While Gayle enjoyed her waffle I had a small bucket of Belgian fries with the traditional mayonnaise.

And of course we might have sampled each others..


Part of the pretty garden outside our room where we enjoyed our welcoming drink - a glass of wine for Gayle and a a local Belgian beer, a Brugge Zot, for me.



The views (left and right) out our window to the canal - note the canoe docked nearby.



Our room, Gustaphe, had unique and interesting light fixtures near the bed and the most beautiful chandelier near the fireplace and comfy formal chairs.  With the high beamed ceilings the space was very open.

A number of the very traditional buildings lining the streets of Brugge.


Belgium in general and the city of Brugge are known for their chocolate.  There are shops everywhere with all shapes and sizes of chocolates.


Some of the buildings on the city centre's Burg square.

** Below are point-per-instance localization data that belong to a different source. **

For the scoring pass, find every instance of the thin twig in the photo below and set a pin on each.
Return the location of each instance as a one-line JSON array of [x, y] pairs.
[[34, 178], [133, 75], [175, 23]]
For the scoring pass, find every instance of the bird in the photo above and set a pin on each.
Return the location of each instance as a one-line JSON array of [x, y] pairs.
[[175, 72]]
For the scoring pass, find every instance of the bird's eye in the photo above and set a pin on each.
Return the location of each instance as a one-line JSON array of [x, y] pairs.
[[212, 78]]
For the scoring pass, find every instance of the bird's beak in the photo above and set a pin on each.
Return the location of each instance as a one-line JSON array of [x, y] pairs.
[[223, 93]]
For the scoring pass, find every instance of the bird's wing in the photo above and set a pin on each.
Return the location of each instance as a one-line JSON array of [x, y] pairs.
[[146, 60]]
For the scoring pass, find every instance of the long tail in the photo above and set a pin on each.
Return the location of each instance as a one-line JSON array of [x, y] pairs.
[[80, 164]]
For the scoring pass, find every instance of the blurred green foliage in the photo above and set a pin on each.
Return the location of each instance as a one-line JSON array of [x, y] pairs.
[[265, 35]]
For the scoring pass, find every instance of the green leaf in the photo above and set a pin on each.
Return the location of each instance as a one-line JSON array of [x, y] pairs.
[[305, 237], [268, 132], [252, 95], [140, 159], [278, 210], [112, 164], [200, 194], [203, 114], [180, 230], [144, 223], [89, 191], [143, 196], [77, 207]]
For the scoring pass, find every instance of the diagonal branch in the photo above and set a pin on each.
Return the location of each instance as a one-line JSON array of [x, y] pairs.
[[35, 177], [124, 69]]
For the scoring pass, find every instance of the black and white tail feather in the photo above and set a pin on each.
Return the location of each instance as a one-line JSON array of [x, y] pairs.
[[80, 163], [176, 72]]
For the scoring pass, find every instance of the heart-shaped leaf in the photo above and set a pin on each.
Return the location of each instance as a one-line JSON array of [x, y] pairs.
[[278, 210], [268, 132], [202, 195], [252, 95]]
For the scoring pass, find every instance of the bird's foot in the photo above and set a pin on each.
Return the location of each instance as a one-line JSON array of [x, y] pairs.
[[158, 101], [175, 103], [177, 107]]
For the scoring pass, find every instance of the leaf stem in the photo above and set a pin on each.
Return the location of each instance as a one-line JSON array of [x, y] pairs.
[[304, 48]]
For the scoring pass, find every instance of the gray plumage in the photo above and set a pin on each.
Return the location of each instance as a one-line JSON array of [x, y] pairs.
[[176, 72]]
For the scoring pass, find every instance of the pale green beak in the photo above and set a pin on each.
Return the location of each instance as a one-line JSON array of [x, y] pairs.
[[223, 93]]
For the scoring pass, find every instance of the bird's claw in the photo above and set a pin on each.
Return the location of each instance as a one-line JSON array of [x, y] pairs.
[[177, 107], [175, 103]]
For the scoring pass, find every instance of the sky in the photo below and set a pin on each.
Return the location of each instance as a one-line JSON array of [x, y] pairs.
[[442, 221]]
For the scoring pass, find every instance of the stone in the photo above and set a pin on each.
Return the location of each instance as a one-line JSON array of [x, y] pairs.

The dominant Belfry, having burnt and been rebuilt numerous times.



A glass of wine, a dark Belgium beer and my Flemish stew.  Unlike french beef stews made with wine a Flemish stew relies on the deep, dark flavour of Belgian abbey-style beer.



Our next adventure, after a couple of nights in Bruges, Belgium (Sept 9 and 10) will take us back to the Dodecanese Islands of Greece, where we spent six nights on the island of Rodos in 2010.

We will again be flying in to Rodos, but only staying the night due to ferry scheduling.  We will be returning to Zacosta Villa Hotel, within the old walls, arriving on the late flight from Athens.   Early the next afternoon we are off to Symi (north of Rodos) for four nights.  We then need to return to Rodos for a night as there is no direct ferry to Tilos that coincided with our itinerary.  Then it is off to Tilos (north-west of Rodos) for three nights, after which we are on to the island of Chalki (Krevatia on the map) for three more nights and then south-west to Karpathos for the last six nights of our time in Greece.

From Karpathos we then fly, through Athens, to Rome for the second part of our trip - in central Italy.